Heart of Corruption (Ecclesiastes 9:1-6)

"Truly the hearts of the sons of men are full of evil" (Eccl. 9:3).

The biblical doctrine of the depravity of man is integral to Christian orthodoxy. Those who deny the sinfulness of human nature deny the very essence of the Gospel. The offer of salvation hinges on the presupposition that mankind is lost and in need of redemption. If humanity is not “full of evil,” as the Preacher says, what need is there of the restoration and cleansing that is promised in the Gospel?

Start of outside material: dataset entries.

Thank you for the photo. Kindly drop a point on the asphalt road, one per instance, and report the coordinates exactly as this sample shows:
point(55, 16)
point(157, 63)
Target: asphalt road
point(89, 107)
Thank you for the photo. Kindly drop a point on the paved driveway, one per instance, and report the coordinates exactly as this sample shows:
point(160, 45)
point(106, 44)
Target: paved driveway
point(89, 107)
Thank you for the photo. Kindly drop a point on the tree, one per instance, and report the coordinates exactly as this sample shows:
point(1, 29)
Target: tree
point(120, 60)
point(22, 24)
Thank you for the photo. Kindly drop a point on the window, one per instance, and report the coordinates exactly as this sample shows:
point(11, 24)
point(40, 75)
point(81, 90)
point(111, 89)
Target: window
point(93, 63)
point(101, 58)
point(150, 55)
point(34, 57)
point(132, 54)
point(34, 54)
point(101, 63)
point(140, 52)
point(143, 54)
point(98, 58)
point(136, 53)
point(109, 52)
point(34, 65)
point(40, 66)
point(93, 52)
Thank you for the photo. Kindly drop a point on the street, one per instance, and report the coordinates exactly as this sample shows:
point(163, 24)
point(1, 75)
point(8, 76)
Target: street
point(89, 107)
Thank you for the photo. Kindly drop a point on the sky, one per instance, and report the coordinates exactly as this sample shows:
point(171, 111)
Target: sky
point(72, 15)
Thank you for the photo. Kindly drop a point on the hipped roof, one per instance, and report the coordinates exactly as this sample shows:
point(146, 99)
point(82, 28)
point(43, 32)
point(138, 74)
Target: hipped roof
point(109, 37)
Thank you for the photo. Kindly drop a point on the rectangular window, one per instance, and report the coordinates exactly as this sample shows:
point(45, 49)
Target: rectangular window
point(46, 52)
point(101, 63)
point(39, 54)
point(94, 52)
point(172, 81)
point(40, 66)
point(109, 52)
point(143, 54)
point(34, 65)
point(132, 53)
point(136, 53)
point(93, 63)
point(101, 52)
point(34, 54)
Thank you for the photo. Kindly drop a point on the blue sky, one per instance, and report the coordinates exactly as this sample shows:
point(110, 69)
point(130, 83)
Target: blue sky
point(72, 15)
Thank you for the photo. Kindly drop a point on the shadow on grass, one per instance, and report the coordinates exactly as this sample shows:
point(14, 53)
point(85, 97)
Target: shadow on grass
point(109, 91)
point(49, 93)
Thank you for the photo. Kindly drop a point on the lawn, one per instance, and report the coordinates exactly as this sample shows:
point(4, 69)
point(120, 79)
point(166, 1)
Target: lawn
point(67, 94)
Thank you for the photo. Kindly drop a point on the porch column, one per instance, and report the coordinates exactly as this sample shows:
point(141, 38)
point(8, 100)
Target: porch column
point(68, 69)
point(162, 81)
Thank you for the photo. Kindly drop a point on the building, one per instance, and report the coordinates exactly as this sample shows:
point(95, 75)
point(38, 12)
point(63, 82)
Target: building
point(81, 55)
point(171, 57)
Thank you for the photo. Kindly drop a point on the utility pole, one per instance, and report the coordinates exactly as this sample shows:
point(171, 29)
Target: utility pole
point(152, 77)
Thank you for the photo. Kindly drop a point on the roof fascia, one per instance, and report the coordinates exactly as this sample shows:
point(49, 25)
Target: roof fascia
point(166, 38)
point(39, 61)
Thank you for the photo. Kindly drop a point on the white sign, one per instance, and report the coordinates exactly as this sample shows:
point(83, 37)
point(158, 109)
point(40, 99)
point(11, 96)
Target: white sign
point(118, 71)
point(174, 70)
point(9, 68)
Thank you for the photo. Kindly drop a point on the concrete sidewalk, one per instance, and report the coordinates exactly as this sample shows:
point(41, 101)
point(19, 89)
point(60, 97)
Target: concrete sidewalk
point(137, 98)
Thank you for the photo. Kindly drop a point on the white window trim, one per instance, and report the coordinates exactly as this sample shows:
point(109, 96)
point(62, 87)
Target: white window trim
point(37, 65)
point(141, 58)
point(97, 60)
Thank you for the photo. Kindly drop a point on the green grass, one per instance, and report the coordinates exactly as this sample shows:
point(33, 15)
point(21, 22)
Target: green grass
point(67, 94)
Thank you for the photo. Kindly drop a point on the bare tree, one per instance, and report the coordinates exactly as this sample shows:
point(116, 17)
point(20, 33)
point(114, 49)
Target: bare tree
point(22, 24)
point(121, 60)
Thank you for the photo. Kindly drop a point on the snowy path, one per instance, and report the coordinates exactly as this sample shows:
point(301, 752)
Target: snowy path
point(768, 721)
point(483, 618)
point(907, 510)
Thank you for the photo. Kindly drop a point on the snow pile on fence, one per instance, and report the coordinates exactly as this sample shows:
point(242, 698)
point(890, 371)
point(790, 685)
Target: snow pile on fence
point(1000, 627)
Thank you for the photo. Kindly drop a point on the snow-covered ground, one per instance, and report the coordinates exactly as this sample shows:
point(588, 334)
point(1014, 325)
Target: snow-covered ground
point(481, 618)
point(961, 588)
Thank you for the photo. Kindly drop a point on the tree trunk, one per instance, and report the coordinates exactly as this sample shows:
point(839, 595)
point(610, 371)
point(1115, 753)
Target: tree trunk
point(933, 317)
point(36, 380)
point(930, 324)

“Truly the hearts of the sons of men are full of evil; madness is in their hearts while they live” (Eccl. 9:3). “The heart is deceitful above all things, and desperately wicked” (Jer. 17:9). “For from within, out of the heart of men, proceed evil thoughts, adulteries, fornications, murders, thefts, covetousness, wickedness, deceit, licentiousness, an evil eye, blasphemy, pride, foolishness. All these evil things come from within and defile a man” (Mark 7:21–23). “There is none who does good, no, not one” (Rom. 3:12). The testimony of Scripture concerning the universal depravity of man is unquestionable. Passage after passage supports the statement of the Preacher that the heart of man is evil. Yet, many people refuse to believe this very basic tenet of Christianity.

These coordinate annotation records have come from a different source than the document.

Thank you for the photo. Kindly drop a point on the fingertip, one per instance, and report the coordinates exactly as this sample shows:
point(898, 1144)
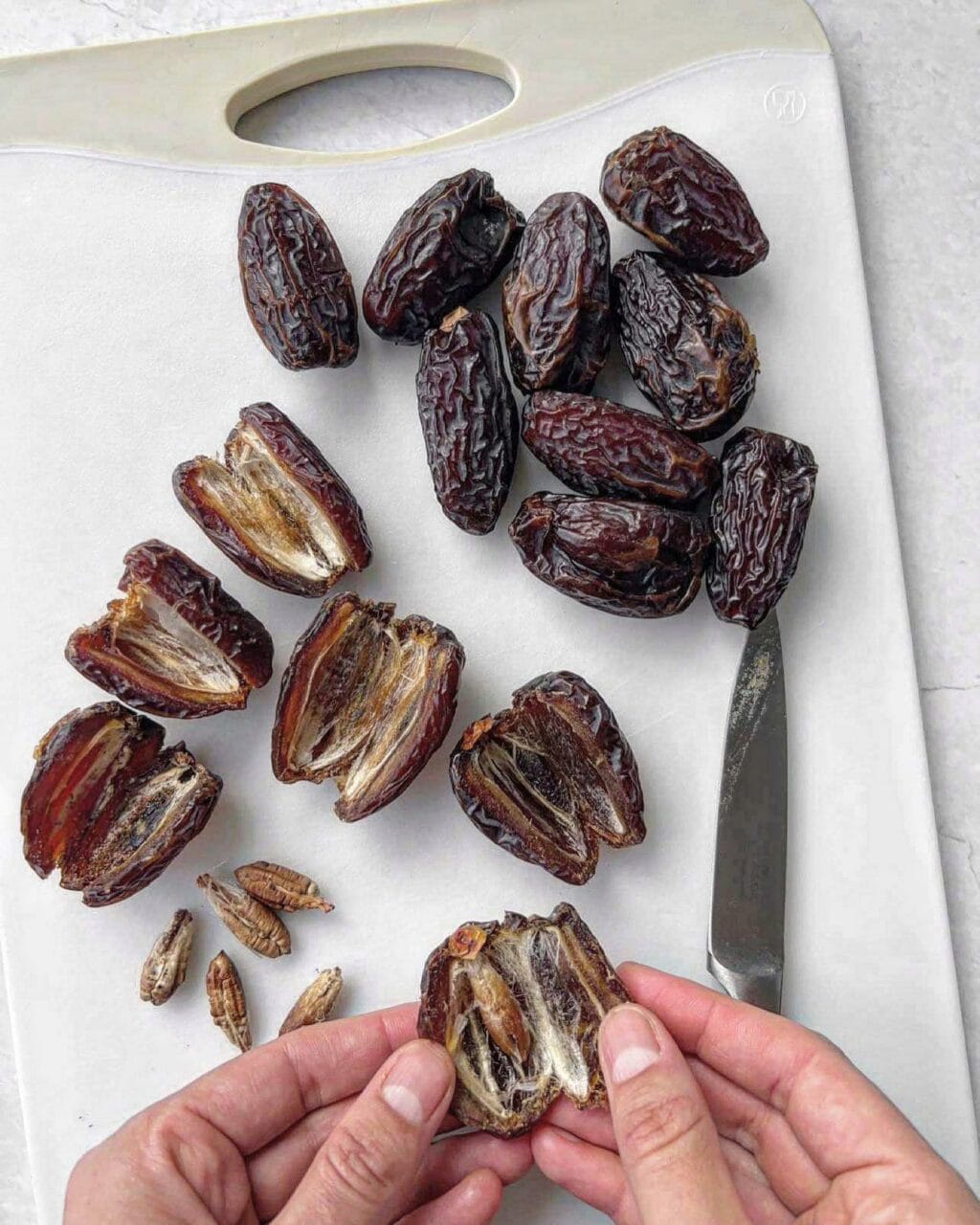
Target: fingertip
point(416, 1081)
point(480, 1191)
point(590, 1173)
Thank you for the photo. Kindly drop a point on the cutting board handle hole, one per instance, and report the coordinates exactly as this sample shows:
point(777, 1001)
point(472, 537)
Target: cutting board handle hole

The doctrine of the total corruption of human nature is essential to the message of Christianity because without it there would be no need of salvation. Without it, you and I do not need the righteousness of Christ to cover us from the coming wrath. Many church leaders have denied the biblical teaching of the depravity of man, thus leading people away from the hope of the Gospel. Pelagius of the fourth century maintained that mankind is not totally corrupt, that he can achieve moral perfection on his own. James Arminius of the 16th century asserted that mankind is not totally fallen, that he needs God’s grace to grow in holiness, but he still has enough virtue to embrace the initial offer of grace on his own. The teaching of both these men have had a major impact on the church of today.

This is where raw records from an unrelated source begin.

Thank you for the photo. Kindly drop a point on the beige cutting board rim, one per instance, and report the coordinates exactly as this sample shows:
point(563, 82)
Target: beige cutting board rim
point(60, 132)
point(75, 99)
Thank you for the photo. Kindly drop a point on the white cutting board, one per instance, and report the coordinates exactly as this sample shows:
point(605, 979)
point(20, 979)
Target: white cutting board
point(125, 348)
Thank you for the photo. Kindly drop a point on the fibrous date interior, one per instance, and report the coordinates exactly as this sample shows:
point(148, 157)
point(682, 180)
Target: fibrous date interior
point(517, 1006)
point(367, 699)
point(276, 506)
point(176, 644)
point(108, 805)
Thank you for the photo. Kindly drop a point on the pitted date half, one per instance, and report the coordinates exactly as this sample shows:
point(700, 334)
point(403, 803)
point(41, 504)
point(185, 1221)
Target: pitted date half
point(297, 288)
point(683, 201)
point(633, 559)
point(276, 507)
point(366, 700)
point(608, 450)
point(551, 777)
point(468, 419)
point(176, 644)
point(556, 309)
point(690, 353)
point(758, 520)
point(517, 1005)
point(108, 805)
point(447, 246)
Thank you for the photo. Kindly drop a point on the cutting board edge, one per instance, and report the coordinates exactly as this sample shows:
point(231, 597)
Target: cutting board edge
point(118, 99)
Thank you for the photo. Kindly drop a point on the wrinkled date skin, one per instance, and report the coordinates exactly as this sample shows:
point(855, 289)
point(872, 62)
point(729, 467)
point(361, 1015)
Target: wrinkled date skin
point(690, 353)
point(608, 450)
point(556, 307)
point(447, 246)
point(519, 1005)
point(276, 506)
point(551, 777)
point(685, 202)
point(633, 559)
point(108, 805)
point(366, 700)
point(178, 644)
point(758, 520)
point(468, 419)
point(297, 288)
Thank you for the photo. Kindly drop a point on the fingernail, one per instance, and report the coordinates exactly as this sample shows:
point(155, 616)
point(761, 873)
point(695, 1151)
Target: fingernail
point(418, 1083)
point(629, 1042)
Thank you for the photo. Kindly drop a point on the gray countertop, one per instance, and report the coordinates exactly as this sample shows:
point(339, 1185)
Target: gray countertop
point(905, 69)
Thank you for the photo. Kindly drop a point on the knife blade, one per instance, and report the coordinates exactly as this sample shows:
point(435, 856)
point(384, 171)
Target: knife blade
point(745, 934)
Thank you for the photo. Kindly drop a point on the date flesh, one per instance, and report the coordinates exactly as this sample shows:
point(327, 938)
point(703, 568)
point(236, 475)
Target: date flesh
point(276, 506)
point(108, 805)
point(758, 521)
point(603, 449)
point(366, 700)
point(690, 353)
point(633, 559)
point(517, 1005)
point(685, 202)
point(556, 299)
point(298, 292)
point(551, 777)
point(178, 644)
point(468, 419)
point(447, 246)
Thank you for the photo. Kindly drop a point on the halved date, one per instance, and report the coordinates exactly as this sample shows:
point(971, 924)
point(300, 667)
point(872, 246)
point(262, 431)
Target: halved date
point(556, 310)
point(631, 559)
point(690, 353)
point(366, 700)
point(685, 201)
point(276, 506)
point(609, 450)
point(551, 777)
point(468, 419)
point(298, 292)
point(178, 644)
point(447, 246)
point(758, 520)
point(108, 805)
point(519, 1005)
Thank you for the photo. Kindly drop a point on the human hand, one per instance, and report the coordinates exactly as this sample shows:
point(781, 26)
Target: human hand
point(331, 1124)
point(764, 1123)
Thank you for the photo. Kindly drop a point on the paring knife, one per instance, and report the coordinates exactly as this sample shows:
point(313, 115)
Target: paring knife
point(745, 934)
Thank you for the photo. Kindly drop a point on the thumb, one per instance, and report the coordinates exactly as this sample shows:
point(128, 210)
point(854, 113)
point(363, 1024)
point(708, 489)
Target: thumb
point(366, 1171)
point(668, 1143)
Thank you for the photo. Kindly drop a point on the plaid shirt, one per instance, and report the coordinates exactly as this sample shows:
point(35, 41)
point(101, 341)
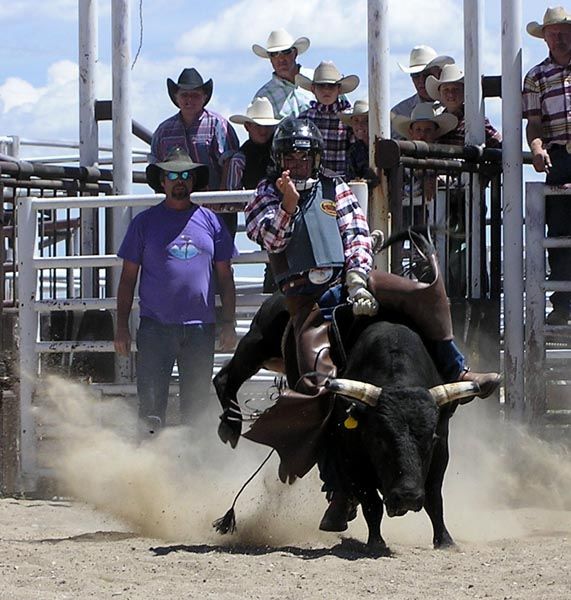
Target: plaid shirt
point(268, 224)
point(286, 97)
point(208, 140)
point(456, 136)
point(336, 135)
point(547, 94)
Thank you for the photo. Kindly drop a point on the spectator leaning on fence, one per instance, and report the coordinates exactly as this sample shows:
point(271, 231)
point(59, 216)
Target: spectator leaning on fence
point(250, 164)
point(547, 108)
point(286, 97)
point(358, 164)
point(424, 61)
point(177, 247)
point(424, 125)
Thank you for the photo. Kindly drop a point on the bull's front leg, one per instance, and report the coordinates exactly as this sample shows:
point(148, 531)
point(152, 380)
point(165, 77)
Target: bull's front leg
point(259, 347)
point(433, 489)
point(372, 507)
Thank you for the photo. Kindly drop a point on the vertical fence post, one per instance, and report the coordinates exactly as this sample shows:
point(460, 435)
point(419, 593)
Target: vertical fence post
point(513, 209)
point(28, 322)
point(534, 298)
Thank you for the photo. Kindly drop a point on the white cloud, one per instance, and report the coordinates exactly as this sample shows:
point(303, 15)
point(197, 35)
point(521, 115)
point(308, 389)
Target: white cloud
point(333, 23)
point(65, 10)
point(16, 92)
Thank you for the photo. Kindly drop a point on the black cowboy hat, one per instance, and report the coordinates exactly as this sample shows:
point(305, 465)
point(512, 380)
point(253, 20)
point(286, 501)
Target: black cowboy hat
point(178, 161)
point(189, 79)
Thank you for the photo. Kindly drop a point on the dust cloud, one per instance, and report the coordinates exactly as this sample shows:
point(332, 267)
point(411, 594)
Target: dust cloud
point(173, 486)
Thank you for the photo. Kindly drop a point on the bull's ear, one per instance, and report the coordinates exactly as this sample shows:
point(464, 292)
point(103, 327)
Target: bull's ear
point(443, 394)
point(365, 392)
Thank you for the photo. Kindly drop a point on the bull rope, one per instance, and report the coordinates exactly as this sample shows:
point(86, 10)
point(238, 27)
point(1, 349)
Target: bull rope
point(227, 523)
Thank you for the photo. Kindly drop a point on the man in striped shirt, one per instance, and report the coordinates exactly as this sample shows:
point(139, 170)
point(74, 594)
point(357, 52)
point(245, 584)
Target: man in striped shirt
point(287, 98)
point(547, 108)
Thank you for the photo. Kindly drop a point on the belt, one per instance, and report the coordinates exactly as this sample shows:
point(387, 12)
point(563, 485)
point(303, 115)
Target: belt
point(294, 282)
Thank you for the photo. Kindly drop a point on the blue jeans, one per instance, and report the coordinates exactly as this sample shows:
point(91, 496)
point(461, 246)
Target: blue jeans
point(158, 345)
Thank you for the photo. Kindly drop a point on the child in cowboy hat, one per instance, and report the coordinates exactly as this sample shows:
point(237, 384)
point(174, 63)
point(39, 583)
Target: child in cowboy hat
point(424, 61)
point(448, 89)
point(287, 98)
point(327, 85)
point(358, 165)
point(424, 125)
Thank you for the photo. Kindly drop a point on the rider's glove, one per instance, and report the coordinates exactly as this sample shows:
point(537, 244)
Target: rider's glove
point(363, 301)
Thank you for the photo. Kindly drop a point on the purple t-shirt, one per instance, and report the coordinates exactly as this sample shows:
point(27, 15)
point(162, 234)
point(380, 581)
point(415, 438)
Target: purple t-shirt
point(176, 250)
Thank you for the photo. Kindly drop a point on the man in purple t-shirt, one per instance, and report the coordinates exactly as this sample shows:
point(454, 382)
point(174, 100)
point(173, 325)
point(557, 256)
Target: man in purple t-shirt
point(177, 247)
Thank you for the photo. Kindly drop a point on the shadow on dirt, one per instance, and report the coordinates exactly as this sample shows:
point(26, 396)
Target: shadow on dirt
point(347, 549)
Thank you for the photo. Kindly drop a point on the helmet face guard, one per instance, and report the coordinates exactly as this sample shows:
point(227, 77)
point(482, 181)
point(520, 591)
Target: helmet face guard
point(298, 135)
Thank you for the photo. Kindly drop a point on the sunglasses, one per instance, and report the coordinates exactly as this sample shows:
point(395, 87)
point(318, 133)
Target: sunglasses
point(173, 175)
point(298, 155)
point(286, 52)
point(326, 86)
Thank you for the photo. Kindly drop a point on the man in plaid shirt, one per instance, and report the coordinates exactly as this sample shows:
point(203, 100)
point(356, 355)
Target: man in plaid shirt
point(547, 108)
point(204, 134)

Despite their teaching, however, the Bible maintains that man is totally corrupt. Jesus Christ is the only person to live a sinless life. He died to save sinners, not people of virtue. While we can look around and find someone worse than ourselves, we all fall short of the glory of God. He is our only standard, and that standard is perfection.

Our society predominantly embraces a view that man is inherently good. How does this view influence these various areas: 1) policy concerning the poor; 2) the judicial process; 3) church discipline—how does our current system assign guilt, is it personal responsibility or is the cause placed on some fragment of society?